When you look around your workplace how often do important decisions get put on ‘the back-burner’? Sometimes the back-burner is a place to put decisions that have been de-prioritised, but more often it’s a place to put decisions no one wants to make.
Decision avoidance is a form of psychological inertia that causes high levels of frustration and significant waste in organisations. Not only is time and resources exerted during the drawn out decision making process, there is often a very real opportunity cost when decisions are delayed or never made.
But what if indecision you witness is not a function of incompetent decision-makers but instead was a perfectly natural response to the environment you’re operating in?
This inaction is a form of cognitive bias called omission bias. Omission bias is when we judge the impact of doing something (commission) differently than how we judge doing nothing (omission). For example, you may do a cost-benefit analysis of competing options, but how often do you do a cost-benefit analysis of doing nothing? As such, the risks and uncertainties associated with doing something become well understood, but the risks and uncertainties of doing nothing remain opaque.
Some of the contributing factors to decision avoidance can include:
- Greater uncertainty in the external environment, which can make every option look riskier and reduce our level of confidence in making any decision.
- An organisational culture where bad decisions are judged harshly, but good decisions are not rewarded (or the reward flows up the reporting chain to somebody else).

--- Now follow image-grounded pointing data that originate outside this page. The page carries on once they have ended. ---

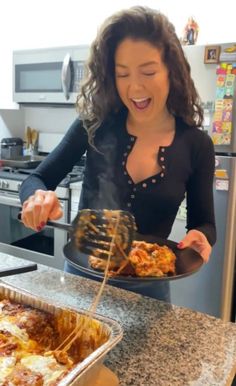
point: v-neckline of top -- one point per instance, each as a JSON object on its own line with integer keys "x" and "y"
{"x": 160, "y": 156}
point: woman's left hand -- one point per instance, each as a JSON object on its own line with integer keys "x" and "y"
{"x": 197, "y": 241}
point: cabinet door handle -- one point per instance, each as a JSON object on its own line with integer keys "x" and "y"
{"x": 66, "y": 76}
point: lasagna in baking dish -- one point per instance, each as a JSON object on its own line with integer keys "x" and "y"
{"x": 38, "y": 348}
{"x": 145, "y": 259}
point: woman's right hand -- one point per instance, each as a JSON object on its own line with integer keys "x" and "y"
{"x": 40, "y": 207}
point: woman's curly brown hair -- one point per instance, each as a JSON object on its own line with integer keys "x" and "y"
{"x": 98, "y": 97}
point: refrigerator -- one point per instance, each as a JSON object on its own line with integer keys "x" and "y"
{"x": 212, "y": 289}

- A decision-making process where the criteria against which to assess different options are unclear, which in turn makes comparing options difficult or impossible.
Although it may not be easy to overcome broader environmental uncertainty, there are still things you can do to reduce decision avoidance. The first is ensuring there are agreed criteria for which to assess options against. This provides both accountability and transparency as to how the decision was arrived at. The second is making sure the status quo is always treated as an option during the assessment process and that the costs, benefits, and risks are assessed against the same criteria as the alternatives.

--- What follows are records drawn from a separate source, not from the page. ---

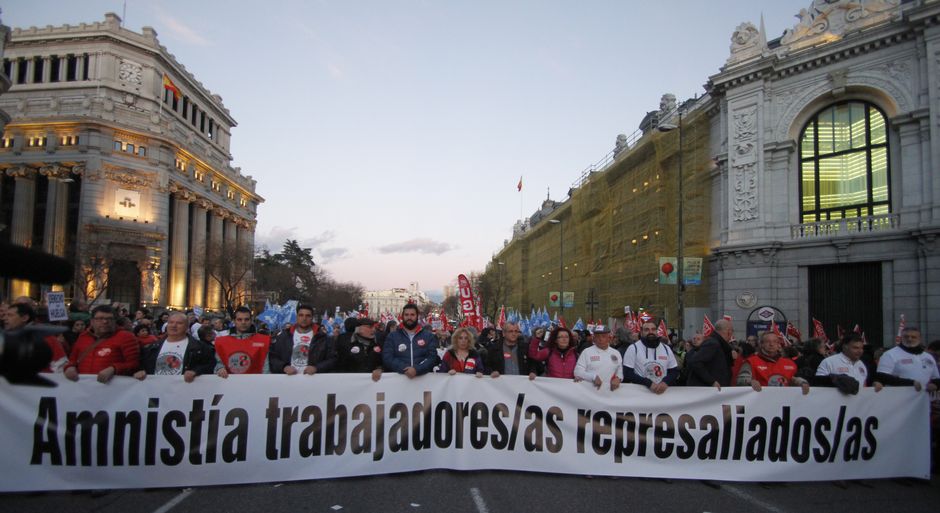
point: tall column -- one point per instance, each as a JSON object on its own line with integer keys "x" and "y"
{"x": 57, "y": 200}
{"x": 197, "y": 261}
{"x": 179, "y": 259}
{"x": 21, "y": 229}
{"x": 214, "y": 299}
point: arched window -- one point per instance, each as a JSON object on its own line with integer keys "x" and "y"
{"x": 844, "y": 163}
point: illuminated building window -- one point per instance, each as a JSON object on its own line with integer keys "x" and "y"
{"x": 844, "y": 171}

Finally, you should have a clear and robust decision-making process to follow. Ultimately, good decisions are not defined by the outcome; they are defined by the quality of the process. The outcome could be impacted by unforeseeable events in the external environment, in addition, in a complex environment we can also never know whether alternative options would have fared better.
But just like a sound scientific process improves the reliability of an experiment in a laboratory, a sound decision-making process will not only mean greater transparency and accountability, it will mean you make better decisions more often.